Its really hard to read Arglebargle's "statements" on any subject, she is so abysmally stupid, yet so preening and conceited about her putative brilliance. Blarrgh. I don't know how you do it Susan. I honor your determination.

Susan of Texas said...

Thanks, Katy!

Aimai, if the government can't give you a loving spouse, what was the point of all the Bush-era marriage initiatives? Although if she is saying Bush Administration was inept I'll certainly agree.

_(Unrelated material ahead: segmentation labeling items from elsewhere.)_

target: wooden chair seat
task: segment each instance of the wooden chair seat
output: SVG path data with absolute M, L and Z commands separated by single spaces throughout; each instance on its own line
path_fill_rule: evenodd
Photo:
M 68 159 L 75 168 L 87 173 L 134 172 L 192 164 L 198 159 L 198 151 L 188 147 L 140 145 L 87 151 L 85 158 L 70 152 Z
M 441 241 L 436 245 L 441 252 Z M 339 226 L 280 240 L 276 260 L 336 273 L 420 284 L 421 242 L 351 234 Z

ifthethunderdontgetya™³²®© said...

If you didn't know,
you'd swear she's a Poe.
~

Susan of Texas said...

It never fails to astonish me. Her debate with Noah Smith was a hoot--she didn't even try to sound persuasive.

Coker said...

'Scream' and hurl ad hominen insults all you like, but McArdle is right. It's absolute poverty that's the problem, not inequality. And government attempts to do anything meaningful about the latter have always, without exception, ended in failure.

maynardGkeynes said...

IQ test: Do you think McArdle is has a brain in her head?
Answer next week.
Hint: Correct answer is "no."

Susan of Texas said...

Unknown, I have to congratulate you for your ability to track down obscure criticism of one of the deliberately dumbest, most unethical people on the internet. Did you work your way down the list of her critics or was there a search term involved?

You might want to reconsider this hobby. There are a lot of people who have called McArdle dishonest and dumb. In fact, most people call her dishonest and dumb. Trust me, defending McArdle will be a lot of work.